Jean II le Meingre, la Touraine et la Lituanie


Dans la série « les-liens-tirés-par-les-cheveux-entre-la-Touraine-et-les-Etats-Baltes », voici Jean II le Meingre, dit Boucicaut (1364 – 1421).
Jean II le Meingre, la Touraine et la Lituanie 1

Fils aîné du Maréchal de France Jean 1er Le Meingre, il naît à Tours en 1364. Il effectue sa première mission à l’âge de 8 ans, allant porter, au nom de son père, les reliques de Saint Roch au couvent de la Trinite à Arles. Page du Roi Charles V, il fait ses premières armes en Juillet 1378, à l’âge de 14 ans, lors d’une campagne en Normandie du Duc Louis II de Bourbon. 

Le 27 Novembre 1382, à la bataille de Roosebeke (qui oppose une troupe de miliciens flamands à l’ost français conduit par le Roi Charles VI), le jeune noble tourangeau s’illustre à nouveau et est adoubé chevalier par le Duc Louis II de Bourbon en présence du Roi. Il a alors 18 ans. Il continuera à s’illustrer dans le royaume avant de participer en 1389 – 1390 à une des dernières croisades sur la côte barbaresque, près  d’une  ville  que  Froissart  nomme « Afrique », où il est retenu prisonnier pendant quatre mois.

Il n’en est pas pour autant dégoûté des croisades puisqu’au début de l’été 1391 il repart, mais cette fois vers la Prusse, accompagné de son frère Geoffroy, et toujours à la suite du Duc de Bourbon, aux ordres du Grand Maître Konrad von Wallenrod, afin de combattre les païens prussiens et lituaniens. C’est la troisième fois qu’il fait une « saison » en Prusse, puisqu’il est déjà venu en 1383 et 1385. Il faut dire ces raids étaient un peu le Katmandou initiatique des jeunes chevaliers de cette époque. Jean II le Meingre dut particulièrement s’y distinguer puisque c’est à Königsberg (aujourd’hui Kaliningrad) qu’il recevra la nouvelle de sa nomination comme Maréchal de France. C’est le jour de Noël que le Roi le remet son bâton de Maréchal dans l’église Saint-Martin de Tours. Jean n’a que 25 ans……
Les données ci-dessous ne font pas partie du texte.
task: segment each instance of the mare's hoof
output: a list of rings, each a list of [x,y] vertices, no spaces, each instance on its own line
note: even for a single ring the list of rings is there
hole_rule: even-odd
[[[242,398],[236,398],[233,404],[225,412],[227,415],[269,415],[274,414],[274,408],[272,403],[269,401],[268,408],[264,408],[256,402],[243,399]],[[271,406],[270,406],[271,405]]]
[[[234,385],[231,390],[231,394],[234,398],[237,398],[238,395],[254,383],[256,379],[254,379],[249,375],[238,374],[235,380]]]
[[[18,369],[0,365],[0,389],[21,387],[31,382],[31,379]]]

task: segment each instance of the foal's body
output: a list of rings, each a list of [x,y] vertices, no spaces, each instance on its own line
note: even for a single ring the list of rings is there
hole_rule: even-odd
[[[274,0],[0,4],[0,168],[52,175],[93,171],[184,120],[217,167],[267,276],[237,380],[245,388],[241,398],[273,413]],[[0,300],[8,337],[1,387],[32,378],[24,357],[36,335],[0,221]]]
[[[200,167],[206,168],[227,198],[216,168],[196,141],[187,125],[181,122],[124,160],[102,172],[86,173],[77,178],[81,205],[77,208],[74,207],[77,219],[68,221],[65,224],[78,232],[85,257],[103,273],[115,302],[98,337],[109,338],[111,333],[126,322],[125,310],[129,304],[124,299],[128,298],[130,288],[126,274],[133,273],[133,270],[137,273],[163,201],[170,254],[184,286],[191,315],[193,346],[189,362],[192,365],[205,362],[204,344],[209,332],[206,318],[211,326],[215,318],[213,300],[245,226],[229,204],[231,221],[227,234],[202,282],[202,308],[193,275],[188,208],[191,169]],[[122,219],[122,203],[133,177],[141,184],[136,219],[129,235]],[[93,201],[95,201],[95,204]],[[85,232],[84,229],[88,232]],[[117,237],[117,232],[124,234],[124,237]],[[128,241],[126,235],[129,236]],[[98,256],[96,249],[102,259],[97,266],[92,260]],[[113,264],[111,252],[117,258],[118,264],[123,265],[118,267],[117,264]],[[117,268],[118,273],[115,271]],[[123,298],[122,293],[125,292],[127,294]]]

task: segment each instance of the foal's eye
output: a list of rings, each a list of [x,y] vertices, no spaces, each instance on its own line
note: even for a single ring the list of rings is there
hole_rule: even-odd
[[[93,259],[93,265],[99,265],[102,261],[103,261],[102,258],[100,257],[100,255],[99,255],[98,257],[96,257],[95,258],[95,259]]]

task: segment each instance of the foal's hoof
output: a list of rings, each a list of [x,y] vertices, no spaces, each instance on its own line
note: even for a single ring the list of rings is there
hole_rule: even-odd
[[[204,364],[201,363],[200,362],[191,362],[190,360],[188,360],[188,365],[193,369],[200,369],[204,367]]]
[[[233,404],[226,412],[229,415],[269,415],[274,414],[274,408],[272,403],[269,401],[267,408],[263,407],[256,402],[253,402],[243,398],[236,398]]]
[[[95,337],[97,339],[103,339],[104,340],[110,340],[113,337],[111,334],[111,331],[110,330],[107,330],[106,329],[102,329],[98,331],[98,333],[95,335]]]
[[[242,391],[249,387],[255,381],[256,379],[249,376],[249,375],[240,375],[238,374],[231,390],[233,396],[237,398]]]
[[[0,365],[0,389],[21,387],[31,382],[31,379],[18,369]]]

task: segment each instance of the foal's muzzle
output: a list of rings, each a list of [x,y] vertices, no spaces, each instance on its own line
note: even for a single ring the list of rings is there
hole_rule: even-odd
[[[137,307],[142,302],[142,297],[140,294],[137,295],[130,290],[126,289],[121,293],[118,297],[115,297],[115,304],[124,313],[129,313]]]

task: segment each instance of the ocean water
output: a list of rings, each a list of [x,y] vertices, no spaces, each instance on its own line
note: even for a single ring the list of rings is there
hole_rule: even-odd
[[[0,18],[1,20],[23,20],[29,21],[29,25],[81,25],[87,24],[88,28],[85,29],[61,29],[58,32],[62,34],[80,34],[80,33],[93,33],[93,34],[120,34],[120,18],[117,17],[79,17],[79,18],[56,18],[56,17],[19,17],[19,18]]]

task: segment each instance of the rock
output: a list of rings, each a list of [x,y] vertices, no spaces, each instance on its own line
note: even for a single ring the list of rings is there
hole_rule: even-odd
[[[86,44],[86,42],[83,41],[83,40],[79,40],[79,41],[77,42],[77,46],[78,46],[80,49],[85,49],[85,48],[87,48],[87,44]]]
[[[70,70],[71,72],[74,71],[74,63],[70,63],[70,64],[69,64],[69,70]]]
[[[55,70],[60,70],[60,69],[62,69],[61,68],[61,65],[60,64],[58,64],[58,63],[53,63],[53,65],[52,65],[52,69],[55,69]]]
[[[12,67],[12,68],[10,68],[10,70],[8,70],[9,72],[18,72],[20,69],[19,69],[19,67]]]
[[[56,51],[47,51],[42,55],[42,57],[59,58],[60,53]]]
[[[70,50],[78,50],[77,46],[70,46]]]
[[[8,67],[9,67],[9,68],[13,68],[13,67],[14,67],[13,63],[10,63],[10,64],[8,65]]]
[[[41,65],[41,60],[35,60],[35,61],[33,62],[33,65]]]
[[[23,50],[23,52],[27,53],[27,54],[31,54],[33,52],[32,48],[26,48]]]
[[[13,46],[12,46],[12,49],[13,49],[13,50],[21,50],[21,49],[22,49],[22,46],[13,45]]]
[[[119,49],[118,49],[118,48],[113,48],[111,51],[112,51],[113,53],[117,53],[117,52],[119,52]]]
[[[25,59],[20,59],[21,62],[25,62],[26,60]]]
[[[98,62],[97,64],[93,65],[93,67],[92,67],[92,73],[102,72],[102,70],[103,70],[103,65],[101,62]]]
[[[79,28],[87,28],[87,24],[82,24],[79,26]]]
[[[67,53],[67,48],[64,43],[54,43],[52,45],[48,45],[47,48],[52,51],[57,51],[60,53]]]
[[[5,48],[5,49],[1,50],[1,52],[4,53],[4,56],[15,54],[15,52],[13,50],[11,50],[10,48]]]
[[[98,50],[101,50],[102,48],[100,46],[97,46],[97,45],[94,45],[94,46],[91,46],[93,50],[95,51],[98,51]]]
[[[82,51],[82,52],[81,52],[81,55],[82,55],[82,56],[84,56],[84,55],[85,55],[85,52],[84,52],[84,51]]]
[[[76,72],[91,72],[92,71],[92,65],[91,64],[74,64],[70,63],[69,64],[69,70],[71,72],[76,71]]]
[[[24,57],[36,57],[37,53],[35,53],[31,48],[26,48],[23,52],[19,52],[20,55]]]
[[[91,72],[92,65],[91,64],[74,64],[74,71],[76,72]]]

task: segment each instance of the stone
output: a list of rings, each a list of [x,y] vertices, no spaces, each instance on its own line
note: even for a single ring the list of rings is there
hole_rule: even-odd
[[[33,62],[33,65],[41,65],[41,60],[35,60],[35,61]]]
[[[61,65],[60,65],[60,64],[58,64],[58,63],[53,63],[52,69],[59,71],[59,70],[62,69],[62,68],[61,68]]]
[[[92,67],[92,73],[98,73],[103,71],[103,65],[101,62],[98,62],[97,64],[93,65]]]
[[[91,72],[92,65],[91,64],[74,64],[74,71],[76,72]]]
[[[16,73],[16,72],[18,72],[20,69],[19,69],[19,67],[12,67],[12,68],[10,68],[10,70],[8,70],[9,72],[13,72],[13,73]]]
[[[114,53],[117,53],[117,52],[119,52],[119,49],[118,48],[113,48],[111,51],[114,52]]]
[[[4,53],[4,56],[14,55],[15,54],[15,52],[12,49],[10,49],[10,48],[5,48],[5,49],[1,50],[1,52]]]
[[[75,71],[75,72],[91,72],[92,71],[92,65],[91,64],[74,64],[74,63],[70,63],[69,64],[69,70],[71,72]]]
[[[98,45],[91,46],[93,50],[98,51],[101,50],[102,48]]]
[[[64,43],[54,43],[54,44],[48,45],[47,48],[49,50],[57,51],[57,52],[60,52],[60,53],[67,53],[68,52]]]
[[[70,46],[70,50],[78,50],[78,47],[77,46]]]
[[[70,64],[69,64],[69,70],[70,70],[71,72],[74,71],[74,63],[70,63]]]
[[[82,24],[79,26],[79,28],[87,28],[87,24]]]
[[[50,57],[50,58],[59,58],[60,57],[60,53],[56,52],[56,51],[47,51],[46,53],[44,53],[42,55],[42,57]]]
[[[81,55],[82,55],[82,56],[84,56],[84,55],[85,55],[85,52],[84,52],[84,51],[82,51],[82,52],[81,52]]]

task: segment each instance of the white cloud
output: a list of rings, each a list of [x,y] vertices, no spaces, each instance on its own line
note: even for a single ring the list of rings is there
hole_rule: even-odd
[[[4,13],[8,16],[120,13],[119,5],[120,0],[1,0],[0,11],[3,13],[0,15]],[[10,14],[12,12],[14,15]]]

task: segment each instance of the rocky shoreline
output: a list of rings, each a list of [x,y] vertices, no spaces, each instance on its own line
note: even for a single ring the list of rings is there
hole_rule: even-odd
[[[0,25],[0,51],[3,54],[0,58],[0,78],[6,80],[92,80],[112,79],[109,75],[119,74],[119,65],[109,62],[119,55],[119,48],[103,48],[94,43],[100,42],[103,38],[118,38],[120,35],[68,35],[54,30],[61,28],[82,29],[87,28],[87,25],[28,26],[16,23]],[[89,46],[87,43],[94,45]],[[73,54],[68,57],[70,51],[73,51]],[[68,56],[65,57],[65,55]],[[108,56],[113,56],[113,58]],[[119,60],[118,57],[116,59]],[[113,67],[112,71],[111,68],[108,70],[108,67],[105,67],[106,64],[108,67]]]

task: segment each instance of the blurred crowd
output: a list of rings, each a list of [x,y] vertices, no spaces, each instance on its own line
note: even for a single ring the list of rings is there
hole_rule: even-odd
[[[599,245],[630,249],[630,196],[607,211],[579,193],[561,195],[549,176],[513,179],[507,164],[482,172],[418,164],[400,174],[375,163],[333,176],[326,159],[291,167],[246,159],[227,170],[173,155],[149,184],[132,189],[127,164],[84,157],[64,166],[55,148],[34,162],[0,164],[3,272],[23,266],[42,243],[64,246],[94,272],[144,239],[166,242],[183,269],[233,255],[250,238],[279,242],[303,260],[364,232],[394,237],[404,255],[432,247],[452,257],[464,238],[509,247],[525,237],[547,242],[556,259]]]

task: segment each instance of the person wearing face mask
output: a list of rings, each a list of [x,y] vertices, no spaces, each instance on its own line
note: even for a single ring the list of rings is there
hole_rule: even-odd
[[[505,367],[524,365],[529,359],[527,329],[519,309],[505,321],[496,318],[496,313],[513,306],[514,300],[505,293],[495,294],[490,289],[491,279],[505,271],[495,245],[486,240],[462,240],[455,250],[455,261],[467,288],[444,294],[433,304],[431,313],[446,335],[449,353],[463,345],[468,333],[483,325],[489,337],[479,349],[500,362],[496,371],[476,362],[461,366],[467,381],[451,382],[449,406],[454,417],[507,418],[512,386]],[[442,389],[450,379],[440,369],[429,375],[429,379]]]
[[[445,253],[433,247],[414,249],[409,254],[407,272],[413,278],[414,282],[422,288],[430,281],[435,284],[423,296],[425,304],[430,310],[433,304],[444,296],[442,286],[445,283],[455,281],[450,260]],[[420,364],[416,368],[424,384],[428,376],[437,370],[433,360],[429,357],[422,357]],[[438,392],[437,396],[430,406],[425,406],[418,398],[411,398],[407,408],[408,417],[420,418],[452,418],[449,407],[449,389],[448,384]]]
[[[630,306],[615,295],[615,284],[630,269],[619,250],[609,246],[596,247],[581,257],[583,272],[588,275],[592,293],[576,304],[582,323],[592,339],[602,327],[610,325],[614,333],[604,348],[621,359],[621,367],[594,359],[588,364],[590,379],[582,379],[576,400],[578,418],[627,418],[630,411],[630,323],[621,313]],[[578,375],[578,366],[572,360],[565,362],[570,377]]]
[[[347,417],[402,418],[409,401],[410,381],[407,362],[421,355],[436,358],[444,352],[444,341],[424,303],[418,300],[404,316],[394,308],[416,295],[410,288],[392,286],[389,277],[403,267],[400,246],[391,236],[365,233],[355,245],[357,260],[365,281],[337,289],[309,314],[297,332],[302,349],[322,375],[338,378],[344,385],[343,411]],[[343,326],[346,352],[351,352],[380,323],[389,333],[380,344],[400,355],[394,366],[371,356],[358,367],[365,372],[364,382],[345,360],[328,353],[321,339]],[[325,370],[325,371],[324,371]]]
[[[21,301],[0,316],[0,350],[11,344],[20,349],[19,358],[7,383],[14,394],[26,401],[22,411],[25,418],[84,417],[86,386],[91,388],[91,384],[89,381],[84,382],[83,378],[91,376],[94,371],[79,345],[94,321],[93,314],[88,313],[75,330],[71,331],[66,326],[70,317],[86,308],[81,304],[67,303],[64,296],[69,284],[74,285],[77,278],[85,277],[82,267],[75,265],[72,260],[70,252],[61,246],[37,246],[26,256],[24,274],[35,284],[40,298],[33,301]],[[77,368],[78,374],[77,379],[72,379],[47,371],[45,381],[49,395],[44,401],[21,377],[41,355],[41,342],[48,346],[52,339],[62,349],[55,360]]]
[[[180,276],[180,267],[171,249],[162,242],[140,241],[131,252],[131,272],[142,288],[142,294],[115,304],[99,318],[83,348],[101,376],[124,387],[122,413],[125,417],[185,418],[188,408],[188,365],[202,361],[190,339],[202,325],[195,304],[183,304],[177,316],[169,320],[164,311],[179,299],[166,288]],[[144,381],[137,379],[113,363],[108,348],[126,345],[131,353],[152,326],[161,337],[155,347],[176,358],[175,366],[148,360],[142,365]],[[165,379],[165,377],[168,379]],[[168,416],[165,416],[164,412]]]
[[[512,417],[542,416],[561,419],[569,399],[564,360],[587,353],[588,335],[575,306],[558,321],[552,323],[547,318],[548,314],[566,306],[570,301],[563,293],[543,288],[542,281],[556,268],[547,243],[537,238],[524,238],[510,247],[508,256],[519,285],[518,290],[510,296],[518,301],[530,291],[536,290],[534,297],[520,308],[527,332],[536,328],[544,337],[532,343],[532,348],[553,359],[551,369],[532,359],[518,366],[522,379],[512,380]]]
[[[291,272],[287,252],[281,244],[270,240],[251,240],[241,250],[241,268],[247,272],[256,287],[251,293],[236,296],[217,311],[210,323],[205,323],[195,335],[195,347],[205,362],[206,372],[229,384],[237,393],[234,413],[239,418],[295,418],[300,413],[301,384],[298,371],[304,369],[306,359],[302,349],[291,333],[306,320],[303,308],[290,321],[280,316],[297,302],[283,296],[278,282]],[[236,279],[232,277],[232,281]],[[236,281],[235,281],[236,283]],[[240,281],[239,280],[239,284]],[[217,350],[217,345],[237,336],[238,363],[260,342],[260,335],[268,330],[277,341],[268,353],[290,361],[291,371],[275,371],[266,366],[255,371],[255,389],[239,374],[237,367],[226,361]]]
Le 25 Septembre 1396, les troupes croisées, aux ordres de Sigismond 1er de Luxembourg, Roi de Hongrie, sont taillées en pièces par les troupes ottomanes de Bayezid 1er (autrefois connu sous le nom de Bajazet) à la bataille de Nicopolis (aujourd’hui en Bulgarie). Jean II Le Meingre fait partie des 24 seuls rescapés, retenus prisonniers par le Sultan. La défaite de Nicopolis marque la fin des croisades pour l’Europe Occidentale.

Après sa libération, on le retrouve gouverneur de Gênes et de Savone de 1401 à 1409.

Il livrera sa dernière bataille à la désastreuse journée d’Azincourt, le 25 Octobre 1415, où il commandait l’avant-garde française. Sur les 12 à 15 000 Français engagés, il y eut environ 6 000 morts, dont 600 nobles, ce qui décapita la chevalerie française. Le Roi d’Angleterre, Henri V, ordonna le massacre des prisonniers et rares sont ceux qui, comme Jean II Le Meingre, le Duc Charles d’Orléans (frère du Roi Charles VI) et le Duc de Bourbon eurent la vie sauve et furent emmenés prisonniers en Angleterre. Il mourut en captivité en Angleterre, dans le Yorkshire, en 1421 et son corps, rapatrié en France, fut inhumé dans la basilique Saint-Martin de Tours (qui sera saccagée par les Protestants en 1562).

Jean II le Meingre aura été mêlé à tous les événements nationaux et internationaux majeurs du règne de Charles VI dit le Bien-aimé ou le Fol (règne de 1380 à 1422). Homme énergique, intransigeant, jamais las de courir l’aventure, Jean Le Meingre sera considéré par ses biographes comme un modèle de la chevalerie sous ses deux aspects : valeur guerrière et courtoisie.